Guide to Selecting a Postprofessional Education Program in OT

Frequently Asked Questions

Why go back to school? What would an advanced degree do for me?

  • Look at the job market and where people (especially occupational therapy practitioners) with advanced degrees work. What will the degree allow you to do? What degrees do those persons you will be working with have? Where do you want to be in your career in 5 to 10 years?
  • What are the salary ranges of the positions for which you might qualify? School systems, for example, have salary ranges based on level of education and experience. AOTA has survey information for members (for purchase) regarding salaries in a variety of positions.
  • In 2007 the entry-level for OT will move to the postbaccalaureate level. Bachelor entry-level degrees earned prior to this date will be honored, but some therapists may choose to advance their academic credentials.

What kind of degree?

What new knowledge and skills do you want or need to reach your career goals? What is the best way for you to achieve these? Is an academic degree what you need or will continuing education provide the skills/knowledge that you are seeking?

  • Consider the variety of postprofessional degrees and distinguish the differences between MA, MS, MHS, PhD, EdD, ScD, OTD. It is important to know what a terminal degree is. This is the highest academic degree that can be earned in a field. It is required for an increasing number of academic positions, especially with entry-level advancing to the postbaccalaureate entry-level by 2007.
  • Match the degree to what you want to do and where you wish to work. For example, the PhD is a universally recognized terminal research degree for those who wish to work in an academic research setting.
  • Look at the courses offered and the texts and readings, projects, etc. that the program course of study involves. Check the bookstore, program catalog, and Web site to determine whether this matches your interests and objectives.
  • Determine the implications of a degree in occupational therapy, interdisciplinary, or related discipline to your goals.

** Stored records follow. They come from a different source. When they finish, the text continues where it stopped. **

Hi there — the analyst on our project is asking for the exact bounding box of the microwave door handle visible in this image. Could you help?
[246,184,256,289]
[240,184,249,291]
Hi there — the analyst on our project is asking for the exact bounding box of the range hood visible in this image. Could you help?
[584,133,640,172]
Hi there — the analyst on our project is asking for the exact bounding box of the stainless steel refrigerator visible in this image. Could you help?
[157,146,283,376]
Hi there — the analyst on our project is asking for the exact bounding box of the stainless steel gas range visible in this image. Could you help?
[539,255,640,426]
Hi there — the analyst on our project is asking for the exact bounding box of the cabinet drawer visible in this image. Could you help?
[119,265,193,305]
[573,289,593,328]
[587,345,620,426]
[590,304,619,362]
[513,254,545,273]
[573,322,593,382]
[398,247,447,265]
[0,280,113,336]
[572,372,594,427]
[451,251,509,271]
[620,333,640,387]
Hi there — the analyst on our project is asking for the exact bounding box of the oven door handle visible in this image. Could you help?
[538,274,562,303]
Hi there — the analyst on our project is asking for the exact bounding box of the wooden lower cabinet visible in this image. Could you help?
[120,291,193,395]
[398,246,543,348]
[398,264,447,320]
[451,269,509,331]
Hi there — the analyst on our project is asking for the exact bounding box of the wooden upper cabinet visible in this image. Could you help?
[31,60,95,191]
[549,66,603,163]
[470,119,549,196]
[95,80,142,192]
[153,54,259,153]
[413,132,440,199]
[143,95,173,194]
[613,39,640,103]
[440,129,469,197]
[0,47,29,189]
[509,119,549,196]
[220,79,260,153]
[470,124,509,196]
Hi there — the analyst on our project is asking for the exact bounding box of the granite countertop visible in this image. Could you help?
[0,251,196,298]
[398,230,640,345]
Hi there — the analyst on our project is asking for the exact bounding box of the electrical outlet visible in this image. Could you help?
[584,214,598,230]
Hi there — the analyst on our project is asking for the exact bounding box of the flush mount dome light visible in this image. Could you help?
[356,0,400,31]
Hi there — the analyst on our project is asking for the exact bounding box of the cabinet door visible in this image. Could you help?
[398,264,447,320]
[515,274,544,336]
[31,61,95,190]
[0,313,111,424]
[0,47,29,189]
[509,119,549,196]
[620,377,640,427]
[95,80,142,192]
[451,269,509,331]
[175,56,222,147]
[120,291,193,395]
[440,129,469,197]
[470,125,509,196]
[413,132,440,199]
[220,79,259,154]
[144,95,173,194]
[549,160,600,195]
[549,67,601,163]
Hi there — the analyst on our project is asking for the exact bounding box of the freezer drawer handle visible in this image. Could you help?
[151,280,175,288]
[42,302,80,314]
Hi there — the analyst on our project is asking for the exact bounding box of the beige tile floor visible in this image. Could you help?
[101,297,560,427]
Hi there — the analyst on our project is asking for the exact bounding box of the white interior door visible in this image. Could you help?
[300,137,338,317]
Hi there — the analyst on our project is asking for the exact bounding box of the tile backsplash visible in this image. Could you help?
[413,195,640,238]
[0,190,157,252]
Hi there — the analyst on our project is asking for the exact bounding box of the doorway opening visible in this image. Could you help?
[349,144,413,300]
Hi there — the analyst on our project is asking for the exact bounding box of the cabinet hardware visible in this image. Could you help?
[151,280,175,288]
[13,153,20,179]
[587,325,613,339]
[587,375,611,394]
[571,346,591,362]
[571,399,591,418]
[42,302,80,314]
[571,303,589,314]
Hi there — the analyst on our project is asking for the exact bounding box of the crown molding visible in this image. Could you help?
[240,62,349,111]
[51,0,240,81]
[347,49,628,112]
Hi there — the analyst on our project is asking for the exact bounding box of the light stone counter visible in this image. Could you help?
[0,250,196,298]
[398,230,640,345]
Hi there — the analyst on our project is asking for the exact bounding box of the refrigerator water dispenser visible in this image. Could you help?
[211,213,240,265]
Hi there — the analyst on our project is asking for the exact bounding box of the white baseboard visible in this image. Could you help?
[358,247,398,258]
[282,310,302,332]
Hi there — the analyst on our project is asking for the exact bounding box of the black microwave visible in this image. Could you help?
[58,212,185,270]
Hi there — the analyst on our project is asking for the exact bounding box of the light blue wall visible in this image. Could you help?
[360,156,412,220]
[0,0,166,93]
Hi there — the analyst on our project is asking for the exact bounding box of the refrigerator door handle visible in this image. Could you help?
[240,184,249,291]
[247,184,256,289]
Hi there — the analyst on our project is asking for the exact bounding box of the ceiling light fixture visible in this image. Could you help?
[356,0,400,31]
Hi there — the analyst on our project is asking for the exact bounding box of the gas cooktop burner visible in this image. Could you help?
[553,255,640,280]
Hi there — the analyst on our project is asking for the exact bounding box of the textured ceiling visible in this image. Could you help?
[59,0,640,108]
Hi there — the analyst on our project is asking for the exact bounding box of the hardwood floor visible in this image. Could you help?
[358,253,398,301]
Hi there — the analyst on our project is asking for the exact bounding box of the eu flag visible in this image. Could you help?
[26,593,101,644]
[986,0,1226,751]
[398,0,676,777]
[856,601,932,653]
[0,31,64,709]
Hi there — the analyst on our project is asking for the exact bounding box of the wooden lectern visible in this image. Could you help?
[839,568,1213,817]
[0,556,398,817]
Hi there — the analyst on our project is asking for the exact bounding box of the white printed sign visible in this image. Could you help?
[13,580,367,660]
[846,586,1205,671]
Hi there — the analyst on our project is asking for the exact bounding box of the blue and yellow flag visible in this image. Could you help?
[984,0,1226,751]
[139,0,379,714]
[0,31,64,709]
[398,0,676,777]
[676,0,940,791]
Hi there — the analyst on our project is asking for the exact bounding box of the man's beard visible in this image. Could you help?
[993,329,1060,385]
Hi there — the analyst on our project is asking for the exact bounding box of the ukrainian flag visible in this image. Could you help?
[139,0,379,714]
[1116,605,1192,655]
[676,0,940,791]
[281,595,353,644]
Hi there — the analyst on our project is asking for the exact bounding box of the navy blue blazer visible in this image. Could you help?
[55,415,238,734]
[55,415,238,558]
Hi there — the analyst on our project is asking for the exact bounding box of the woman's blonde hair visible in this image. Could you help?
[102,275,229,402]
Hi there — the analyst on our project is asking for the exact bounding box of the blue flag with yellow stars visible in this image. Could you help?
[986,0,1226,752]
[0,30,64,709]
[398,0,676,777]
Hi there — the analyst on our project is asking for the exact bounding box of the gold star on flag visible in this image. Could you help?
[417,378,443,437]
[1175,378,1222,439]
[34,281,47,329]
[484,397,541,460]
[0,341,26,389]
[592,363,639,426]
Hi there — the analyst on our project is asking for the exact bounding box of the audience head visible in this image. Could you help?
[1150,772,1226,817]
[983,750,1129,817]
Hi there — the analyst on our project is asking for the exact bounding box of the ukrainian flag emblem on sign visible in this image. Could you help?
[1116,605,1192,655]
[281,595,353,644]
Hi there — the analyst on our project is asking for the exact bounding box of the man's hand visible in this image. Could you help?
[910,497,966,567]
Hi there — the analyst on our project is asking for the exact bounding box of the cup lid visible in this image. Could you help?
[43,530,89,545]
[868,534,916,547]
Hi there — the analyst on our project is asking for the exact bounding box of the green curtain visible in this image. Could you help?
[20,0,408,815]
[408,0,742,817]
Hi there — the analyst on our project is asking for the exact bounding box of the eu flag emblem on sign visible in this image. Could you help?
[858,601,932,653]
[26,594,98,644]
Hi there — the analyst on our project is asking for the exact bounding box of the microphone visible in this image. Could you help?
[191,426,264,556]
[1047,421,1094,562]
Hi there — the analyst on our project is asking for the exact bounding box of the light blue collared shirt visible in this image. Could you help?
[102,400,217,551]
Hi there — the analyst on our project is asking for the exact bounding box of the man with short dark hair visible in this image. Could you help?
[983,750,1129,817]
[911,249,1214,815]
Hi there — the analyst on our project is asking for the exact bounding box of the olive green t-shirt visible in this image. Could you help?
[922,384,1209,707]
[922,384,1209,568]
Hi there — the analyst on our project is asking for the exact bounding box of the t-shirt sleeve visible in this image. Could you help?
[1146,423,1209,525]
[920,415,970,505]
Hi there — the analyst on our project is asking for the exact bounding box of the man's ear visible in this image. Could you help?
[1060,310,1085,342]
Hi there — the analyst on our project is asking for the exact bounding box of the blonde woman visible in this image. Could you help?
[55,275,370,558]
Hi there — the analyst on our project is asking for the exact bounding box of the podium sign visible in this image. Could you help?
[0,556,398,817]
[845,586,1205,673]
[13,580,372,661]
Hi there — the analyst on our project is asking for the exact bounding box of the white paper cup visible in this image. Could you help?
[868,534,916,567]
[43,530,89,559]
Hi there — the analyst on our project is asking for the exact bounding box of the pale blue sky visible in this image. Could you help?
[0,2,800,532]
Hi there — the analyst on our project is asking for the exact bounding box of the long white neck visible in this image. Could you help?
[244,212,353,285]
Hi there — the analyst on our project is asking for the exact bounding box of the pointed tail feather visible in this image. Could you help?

  • Contact the specific academic programs for admission criteria and visit a library that has current brochures and catalogs or their website to get a general idea of the programs and requirements. You will most likely be required to take the Graduate Record Examination (GRE) and have a minimum score and minimum grade point average that will vary with each program.
  • If you are a foreign graduate, what visa issues and restrictions might you face? Contact the international student office at the universities you are exploring.
  • What are the residency requirements of the program? Some programs are taught by distance technology, others on campus only, and others some combination in between. Residency usually refers to on campus study, although this may differ with the program and context. What technology do you need to participate?
  • What other requirements are there for completion? For example, is a thesis or dissertation required? Fieldwork experience? Is the academic program full-time or part-time study?
  • How long has it taken students to complete the program?

Where do I go?

  • What are your restrictions? Consider tuition costs, residency requirements, relocation costs, and opportunity to continue working. Is there a part-time option?
  • When do classes meet? How often is each class taught?
  • What financial aid is available? Some graduate programs offer teaching and research assistantships that pay a stipend and partial tuition. Some employers and other organizations might subsidize graduate study. Check financial aid resources in the library and through the program and university. Some students also work part- time as an occupational therapy practitioner. If this is your plan, you will need to assess the availability of employment opportunities.
  • Which program will provide you with the quality you are seeking? AOTA does not rank academic programs. Some ranking systems exist and the criteria and sources used need to be carefully considered. How well respected is the program by others in the field? Respect outside of the field? Additional things to look for:
    • Type of institution: What is the focus? Research? Teaching?
    • Type of program: What specialty areas are offered, for example, research, community practice, leadership, clinical specialization/practice, or education? What is the philosophy and mission of the program?
    • What does the program expect of its graduates?
    • How many faculty hold doctorates and in what areas? What additional credentials do the faculty have? What have been their contributions to knowledge and how current are these contributions? Author searches can be run on faculty and program and faculty webpages also should provide valuable information.
    • What is the stability of the program? How many faculty are tenured or on continuing contract? In process? How many will be on sabbatical or preparing for retirement?
    • What is the postprofessional faculty to student ratio?
    • How accessible are the faculty? What are their teaching, dissertation and advising loads?
    • Whose academic work would you like to be part of? What opportunities are there to work with faculty mentors? Are faculty interests compatible with your interests and intended area of study?
    • What projects, grants, and research are ongoing?
    • Who, where, how many, and what are the graduates of this program doing now? How has their postprofessional degree influenced this?
    • How many students are in the postprofessional program and what are the opportunities for professional exchange and discussion? What is the usual size of a class?
    • How often are classes taught? What is the average length of the program?
    • From where do the students come? What is the typical postprofessional student like?
    • Under which college is the school housed? Is it in a medical school, graduate school, college of allied health, education, etc.? How does this affect the postprofessional program?
    • What resources are there for students, such as computer access technological support, and libraries.
    • How long has the program existed?
    • Do you feel comfortable with the faculty and students? What is the quality of their interactions?
    • How many students apply to the program? How many are admitted? How many drop out?
  • How much will convenience versus quality considerations influence your choice?